David Bernahl and Rob Weakley, owners of Restaurant 1833 and Cannery Row Brewing Company in Monterey and founders LA Food & Wine, are gearing up to open their first full-fledged Los Angeles eatery named Faith & Flower, replacing Towne on 9th Street in Downtown.
The kitchen is helmed by Michael Hung, former chef de cuisine at SF's La Folie, along with desserts by French Laundry alum Ben Spungin. The bar will be overseen by Michael Lay of 1833. The expansive eatery is shaping up to become Downtown's next truly grand establishment along the lines of Bottega Louie. Here now, 12 facts to know about Faith & Flower, which should launch within a few weeks.
1. Faith & Flower was intended to connect to the history of L.A., with overall motifs of dressing rooms, Broadway's former theater district glory, and the mansions of Grand Avenue in decades past. The design elements hark back to the late 1800s and early 1900s, essentially what the Gilded Age might have impressed upon L.A.
Photo by Elizabeth Daniels
2. The main wall from the front entrance is almost entirely made up of vintage doors from the early 1900s. The only exception is one door that was once a dressing room door for Bob Hope. Not quite as old, but still pretty cool.
3. The golden chandelier just over the raw bar uses over 4,000 feet of chain.
4. The main mural to the left of the entrance is done by renown street artist Robert Vargas, featuring a visage of a woman.
5. 31 caricatures from Vargas will be framed and displayed in the hallway to the restroom. Each one is of a person that was instrumental and inspirational to the founding of Faith & Flower. Each individual will know which caricature is his/her own, making every other drawing a mystery.

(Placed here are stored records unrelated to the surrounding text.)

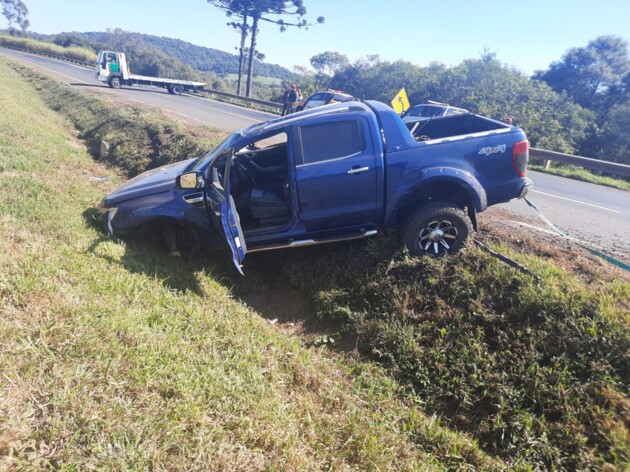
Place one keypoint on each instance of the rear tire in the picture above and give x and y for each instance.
(115, 82)
(436, 230)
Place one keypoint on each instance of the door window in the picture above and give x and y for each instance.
(333, 140)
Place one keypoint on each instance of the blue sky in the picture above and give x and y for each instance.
(528, 35)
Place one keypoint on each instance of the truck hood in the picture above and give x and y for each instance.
(161, 179)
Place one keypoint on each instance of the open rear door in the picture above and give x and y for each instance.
(222, 210)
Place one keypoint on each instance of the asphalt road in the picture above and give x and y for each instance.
(594, 215)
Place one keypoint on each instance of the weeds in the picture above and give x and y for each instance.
(120, 358)
(116, 357)
(31, 45)
(527, 371)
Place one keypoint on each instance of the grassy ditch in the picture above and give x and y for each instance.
(75, 53)
(536, 376)
(115, 357)
(136, 140)
(585, 175)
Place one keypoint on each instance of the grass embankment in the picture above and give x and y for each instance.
(75, 53)
(584, 175)
(536, 375)
(115, 357)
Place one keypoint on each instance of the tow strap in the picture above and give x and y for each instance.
(508, 261)
(606, 257)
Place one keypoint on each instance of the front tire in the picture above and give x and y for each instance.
(436, 230)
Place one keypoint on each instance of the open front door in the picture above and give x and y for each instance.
(221, 208)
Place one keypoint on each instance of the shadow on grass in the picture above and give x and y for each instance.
(278, 285)
(145, 255)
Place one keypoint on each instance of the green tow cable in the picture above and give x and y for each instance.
(606, 257)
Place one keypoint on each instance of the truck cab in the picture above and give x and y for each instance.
(339, 172)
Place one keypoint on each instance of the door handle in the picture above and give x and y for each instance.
(356, 170)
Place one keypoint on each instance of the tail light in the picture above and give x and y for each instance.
(520, 157)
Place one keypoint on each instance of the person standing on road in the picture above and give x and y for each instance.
(285, 102)
(292, 99)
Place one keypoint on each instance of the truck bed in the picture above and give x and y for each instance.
(143, 79)
(450, 126)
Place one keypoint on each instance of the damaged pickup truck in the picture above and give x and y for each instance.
(333, 173)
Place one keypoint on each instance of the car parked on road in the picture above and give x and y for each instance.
(426, 111)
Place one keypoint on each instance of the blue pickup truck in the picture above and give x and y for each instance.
(333, 173)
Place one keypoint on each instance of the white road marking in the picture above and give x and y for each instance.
(575, 201)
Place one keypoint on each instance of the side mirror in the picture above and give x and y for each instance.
(191, 180)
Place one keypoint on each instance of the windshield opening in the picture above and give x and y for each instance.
(210, 155)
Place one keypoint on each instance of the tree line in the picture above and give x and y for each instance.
(579, 105)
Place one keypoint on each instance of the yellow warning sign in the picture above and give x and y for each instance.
(400, 102)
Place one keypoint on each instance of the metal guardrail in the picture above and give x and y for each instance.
(595, 164)
(231, 97)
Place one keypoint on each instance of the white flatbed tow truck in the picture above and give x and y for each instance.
(112, 69)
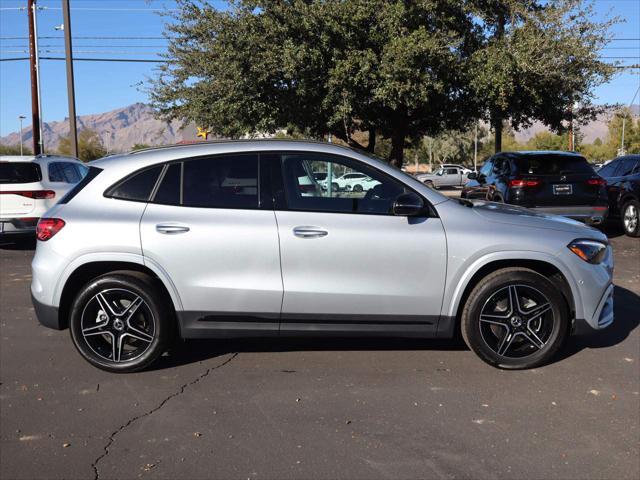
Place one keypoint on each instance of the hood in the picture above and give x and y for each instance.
(513, 215)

6. The bar program by Michael Lay features seven different kinds of ice made by a local company that specializes in cutting ice. In addition, Lay will make all tinctures and syrups in house.

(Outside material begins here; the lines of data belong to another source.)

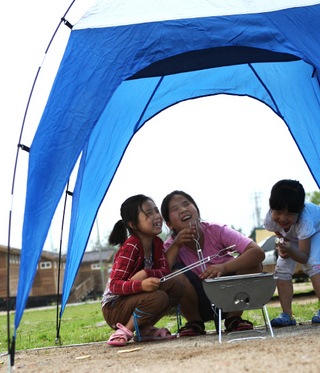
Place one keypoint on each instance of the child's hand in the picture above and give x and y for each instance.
(216, 270)
(284, 248)
(184, 236)
(139, 276)
(150, 284)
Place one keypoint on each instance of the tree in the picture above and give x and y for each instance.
(314, 197)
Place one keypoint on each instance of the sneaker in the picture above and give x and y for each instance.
(316, 318)
(284, 320)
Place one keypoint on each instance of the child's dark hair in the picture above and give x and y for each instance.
(129, 212)
(287, 194)
(168, 198)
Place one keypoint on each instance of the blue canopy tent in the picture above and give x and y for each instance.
(128, 60)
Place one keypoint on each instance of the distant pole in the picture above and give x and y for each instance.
(100, 255)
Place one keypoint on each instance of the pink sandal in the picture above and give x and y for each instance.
(156, 334)
(121, 333)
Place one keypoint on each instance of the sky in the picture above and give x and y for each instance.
(227, 152)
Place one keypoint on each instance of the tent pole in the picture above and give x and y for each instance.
(58, 322)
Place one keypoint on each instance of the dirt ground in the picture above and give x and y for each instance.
(293, 348)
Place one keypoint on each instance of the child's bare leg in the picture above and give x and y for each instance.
(285, 290)
(189, 302)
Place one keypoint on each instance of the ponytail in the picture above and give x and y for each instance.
(119, 234)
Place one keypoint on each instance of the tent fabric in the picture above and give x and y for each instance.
(124, 63)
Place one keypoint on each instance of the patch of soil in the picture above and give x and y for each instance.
(294, 348)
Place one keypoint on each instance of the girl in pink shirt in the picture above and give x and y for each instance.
(182, 216)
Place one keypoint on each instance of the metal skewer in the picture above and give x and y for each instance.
(196, 264)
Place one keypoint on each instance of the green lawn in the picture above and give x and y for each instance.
(84, 323)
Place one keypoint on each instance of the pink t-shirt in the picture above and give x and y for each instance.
(216, 238)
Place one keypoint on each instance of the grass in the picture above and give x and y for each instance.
(85, 324)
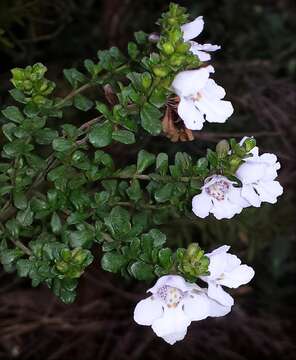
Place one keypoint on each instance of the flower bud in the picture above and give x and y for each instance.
(249, 144)
(160, 71)
(146, 80)
(168, 48)
(222, 148)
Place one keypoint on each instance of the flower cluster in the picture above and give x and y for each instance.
(223, 199)
(200, 96)
(175, 303)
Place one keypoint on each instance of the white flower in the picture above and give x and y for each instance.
(257, 175)
(173, 305)
(218, 197)
(225, 270)
(200, 98)
(192, 30)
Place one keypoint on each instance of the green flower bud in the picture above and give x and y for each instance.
(168, 48)
(160, 71)
(146, 80)
(177, 60)
(222, 148)
(249, 144)
(18, 74)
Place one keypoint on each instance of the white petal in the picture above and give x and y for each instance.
(215, 110)
(269, 191)
(225, 209)
(196, 306)
(239, 276)
(147, 311)
(235, 197)
(191, 116)
(232, 262)
(202, 205)
(176, 281)
(193, 29)
(220, 250)
(173, 322)
(268, 158)
(173, 338)
(250, 172)
(209, 47)
(188, 83)
(217, 265)
(217, 310)
(250, 195)
(213, 91)
(217, 293)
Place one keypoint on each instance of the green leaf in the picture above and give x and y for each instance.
(165, 258)
(164, 193)
(74, 77)
(145, 159)
(55, 223)
(113, 262)
(45, 136)
(142, 271)
(20, 200)
(82, 103)
(25, 217)
(13, 113)
(101, 135)
(150, 119)
(134, 192)
(119, 220)
(159, 238)
(162, 161)
(62, 145)
(23, 267)
(124, 136)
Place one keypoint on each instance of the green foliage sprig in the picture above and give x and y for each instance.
(62, 193)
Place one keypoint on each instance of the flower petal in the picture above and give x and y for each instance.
(176, 281)
(202, 205)
(191, 116)
(215, 110)
(250, 172)
(196, 306)
(216, 309)
(216, 292)
(237, 277)
(250, 195)
(225, 209)
(193, 29)
(269, 191)
(213, 91)
(235, 197)
(147, 311)
(188, 83)
(173, 322)
(173, 338)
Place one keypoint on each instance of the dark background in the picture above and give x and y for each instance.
(257, 66)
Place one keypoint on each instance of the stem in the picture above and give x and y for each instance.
(21, 246)
(74, 93)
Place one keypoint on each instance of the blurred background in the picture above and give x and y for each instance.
(257, 67)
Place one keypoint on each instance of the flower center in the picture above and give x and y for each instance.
(197, 96)
(170, 295)
(218, 189)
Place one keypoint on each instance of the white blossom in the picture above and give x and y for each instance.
(257, 175)
(192, 30)
(225, 270)
(174, 303)
(200, 98)
(218, 197)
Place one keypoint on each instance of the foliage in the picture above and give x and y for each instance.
(62, 192)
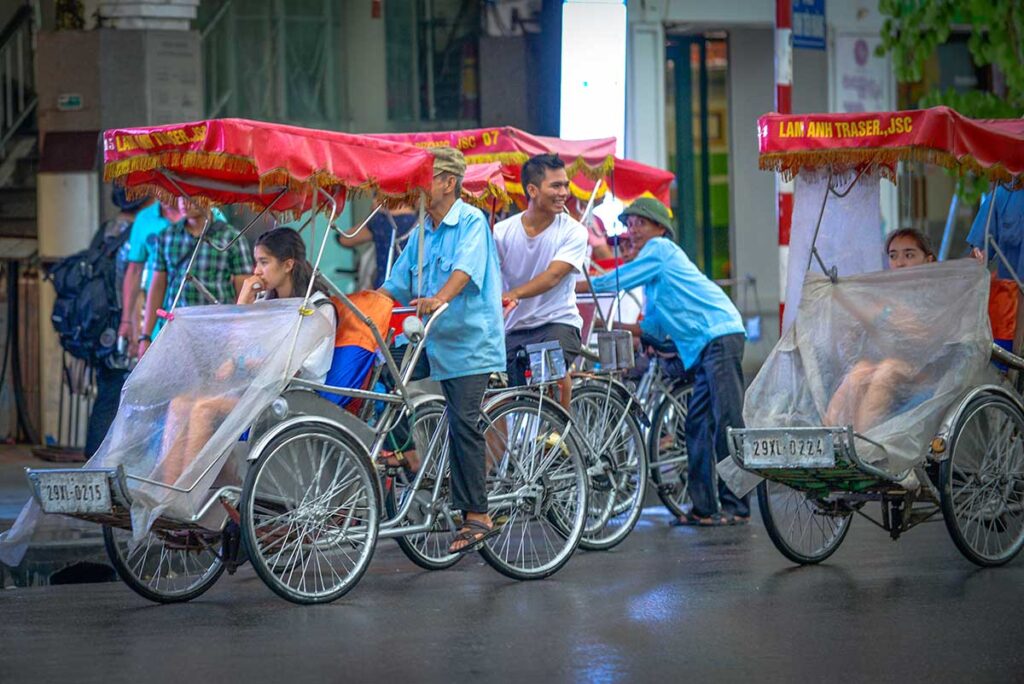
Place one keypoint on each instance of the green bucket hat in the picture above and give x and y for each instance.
(652, 210)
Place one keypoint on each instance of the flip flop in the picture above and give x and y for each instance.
(689, 519)
(475, 533)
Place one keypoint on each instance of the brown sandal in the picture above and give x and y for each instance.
(474, 533)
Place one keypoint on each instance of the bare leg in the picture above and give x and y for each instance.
(843, 407)
(168, 469)
(204, 417)
(878, 396)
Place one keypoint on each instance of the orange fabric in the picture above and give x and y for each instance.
(351, 331)
(1003, 301)
(397, 319)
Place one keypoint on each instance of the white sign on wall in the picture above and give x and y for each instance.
(861, 81)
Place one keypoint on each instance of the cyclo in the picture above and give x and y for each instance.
(305, 501)
(881, 388)
(610, 422)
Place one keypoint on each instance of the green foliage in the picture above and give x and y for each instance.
(913, 29)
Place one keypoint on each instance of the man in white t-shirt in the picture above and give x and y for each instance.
(542, 251)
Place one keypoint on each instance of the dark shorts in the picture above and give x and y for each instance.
(566, 336)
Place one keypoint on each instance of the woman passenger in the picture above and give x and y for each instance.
(282, 270)
(868, 390)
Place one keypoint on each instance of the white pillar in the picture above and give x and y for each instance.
(645, 94)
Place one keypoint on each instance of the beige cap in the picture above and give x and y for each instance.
(449, 160)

7. The raw bar will offer oysters, live uni, toro, and other fresh fish, holding off the right corner of the space.
8. The host stand is actually an original ticket booth from an old theater in Downtown. The glass enclosure is a few steps away and will be used to store glasses for dining.
9. The largest mustard velvet Chesterfield booth in the world will sit in the main dining room and stretch across multiple tables. The booth, along with the chairs, which had to be redesigned three times, are made by local LA-designer Lily Jack.
10. The wine glasses, bar glasses, and plates will all be ornate vintage, and a little bit rustic.
11. The two-story kitchen is more than big enough for the 140-seat dining room, and plans to be the foundation of a catering operation as well. Among the kitchen gadgets? A wood-burning oven and wood-burning grill. Wood, all the rage these days in kitchens.
12. The 30-seat outdoor patio will be hedged in and covered with greenery and ivy, isolating it a little bit from the hustle and bustle of 9th Street, which should make for fantastic al fresco dining in the summer.